Il est proche de la haute saison à Port Everglades, le deuxième port de croisière le plus fréquenté de Floride, mais un air de profonde anxiété plane sur les quais déserts et les terminaux de départ. Avec toutes les principales compagnies de croisière fermant leurs portes, les pays fermant les ports aux grands navires à passagers et des milliers de travailleurs licenciés indéfiniment, l’industrie des croisières américaine de 45 milliards de dollars (35,6 milliards de livres sterling) peine à tracer une voie à travers les eaux agitées de la crise des coronavirus.



À Fort Lauderdale, les autorités ont averti que jusqu’à 50000 passagers auraient pu être en contact avec des travailleurs portuaires infectés par le virus, ajoutant à un cauchemar de relations publiques que quelques jours plus tôt, un paquebot avec 3500 à bord avait refusé la permission d’accoster en Californie et deux en Floride. des navires basés sur la base de l’ordre de rester en mer temporairement pendant que les membres d’équipage étaient testés.

Un par un, les grands croisiéristes ont annoncé qu’ils mettaient un terme à leurs activités et à la mise en veille des navires, à commencer par Princess Cruises, l’un des plus gros clients de Port Everglades avec 18 navires, Viking Cruises et Disney Cruise Lines jeudi. D’autres s’étaient alignés samedi matin. Les ports normalement animés, dont Miami, Port Canaveral, Galveston, New York, Seattle et La Nouvelle-Orléans, se sont tus pour la première fois depuis les jours qui ont suivi le 11 septembre.

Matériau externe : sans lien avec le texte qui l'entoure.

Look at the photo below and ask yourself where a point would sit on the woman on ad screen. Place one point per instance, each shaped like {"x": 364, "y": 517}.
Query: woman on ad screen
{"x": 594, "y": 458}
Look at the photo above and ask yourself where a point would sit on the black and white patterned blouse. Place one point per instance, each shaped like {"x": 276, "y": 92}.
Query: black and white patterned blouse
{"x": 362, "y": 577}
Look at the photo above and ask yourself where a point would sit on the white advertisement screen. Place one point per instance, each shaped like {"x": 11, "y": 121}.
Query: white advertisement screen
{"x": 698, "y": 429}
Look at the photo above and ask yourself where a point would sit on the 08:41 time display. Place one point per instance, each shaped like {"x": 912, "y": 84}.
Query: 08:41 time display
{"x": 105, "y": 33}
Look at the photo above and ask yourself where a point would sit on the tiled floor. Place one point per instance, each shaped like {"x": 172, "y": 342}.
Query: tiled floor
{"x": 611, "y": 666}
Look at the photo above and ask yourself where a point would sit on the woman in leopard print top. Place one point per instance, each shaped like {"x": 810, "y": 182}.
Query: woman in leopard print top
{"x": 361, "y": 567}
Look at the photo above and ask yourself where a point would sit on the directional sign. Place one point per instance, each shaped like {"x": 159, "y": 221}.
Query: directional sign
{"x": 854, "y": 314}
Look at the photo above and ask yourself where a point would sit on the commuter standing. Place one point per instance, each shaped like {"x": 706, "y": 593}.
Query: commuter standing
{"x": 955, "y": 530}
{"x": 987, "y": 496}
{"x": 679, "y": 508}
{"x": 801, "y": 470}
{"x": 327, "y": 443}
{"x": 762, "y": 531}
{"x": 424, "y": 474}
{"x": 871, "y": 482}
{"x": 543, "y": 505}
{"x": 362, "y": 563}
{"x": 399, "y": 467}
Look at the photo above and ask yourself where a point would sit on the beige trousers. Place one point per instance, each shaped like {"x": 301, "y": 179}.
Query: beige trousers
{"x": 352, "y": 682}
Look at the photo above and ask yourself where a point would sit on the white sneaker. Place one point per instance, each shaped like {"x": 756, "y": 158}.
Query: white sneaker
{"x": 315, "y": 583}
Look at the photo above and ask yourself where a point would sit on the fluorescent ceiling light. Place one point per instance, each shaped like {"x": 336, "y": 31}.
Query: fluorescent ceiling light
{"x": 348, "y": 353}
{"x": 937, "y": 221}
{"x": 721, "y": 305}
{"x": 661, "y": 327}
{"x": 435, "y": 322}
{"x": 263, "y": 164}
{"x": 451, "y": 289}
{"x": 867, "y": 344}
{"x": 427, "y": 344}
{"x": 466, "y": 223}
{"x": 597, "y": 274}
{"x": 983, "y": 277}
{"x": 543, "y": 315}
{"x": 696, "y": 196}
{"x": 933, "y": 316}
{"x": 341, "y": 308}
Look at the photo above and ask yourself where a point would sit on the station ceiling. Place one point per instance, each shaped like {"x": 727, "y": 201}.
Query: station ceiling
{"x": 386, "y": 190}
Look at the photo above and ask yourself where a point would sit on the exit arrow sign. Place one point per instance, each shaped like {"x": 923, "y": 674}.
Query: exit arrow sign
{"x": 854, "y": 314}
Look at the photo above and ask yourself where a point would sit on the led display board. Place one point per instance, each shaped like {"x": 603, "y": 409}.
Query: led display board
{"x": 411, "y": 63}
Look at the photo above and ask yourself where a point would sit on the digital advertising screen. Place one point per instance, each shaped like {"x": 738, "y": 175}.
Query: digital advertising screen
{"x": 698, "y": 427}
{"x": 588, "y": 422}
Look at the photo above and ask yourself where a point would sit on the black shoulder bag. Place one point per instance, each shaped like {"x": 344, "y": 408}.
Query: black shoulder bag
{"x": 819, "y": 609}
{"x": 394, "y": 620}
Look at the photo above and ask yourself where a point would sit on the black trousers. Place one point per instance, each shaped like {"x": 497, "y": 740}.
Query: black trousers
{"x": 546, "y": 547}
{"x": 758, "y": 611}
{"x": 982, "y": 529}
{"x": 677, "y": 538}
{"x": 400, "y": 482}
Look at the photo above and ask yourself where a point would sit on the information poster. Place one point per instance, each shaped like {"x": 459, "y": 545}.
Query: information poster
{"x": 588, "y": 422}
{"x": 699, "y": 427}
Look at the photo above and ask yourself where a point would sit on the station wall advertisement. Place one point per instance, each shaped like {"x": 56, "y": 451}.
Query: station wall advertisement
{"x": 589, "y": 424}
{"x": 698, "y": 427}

La valeur des trois plus grandes compagnies de croisières américaines, Carnival, Royal Caribbean et Norwegian, a continué de dégringoler à Wall Street au point d’être « complètement ridicule », selon l’analyste de marché Rick Munarriz de Motley Fool.

Jeudi, les actions de Carnival Cruise Lines, à Miami, propriétaires de Princess, ont chuté de plus de 31%, deux jours après que Royal Caribbean a retiré ses propres prévisions de marché et réorganisé ses finances pour augmenter les liquidités d’un demi-milliard de dollars. Les rapports de licenciements de travailleurs portuaires, de sous-traitants et d’équipiers de croisiéristes et d’employés d’hôtel sont arrivés en masse et rapidement.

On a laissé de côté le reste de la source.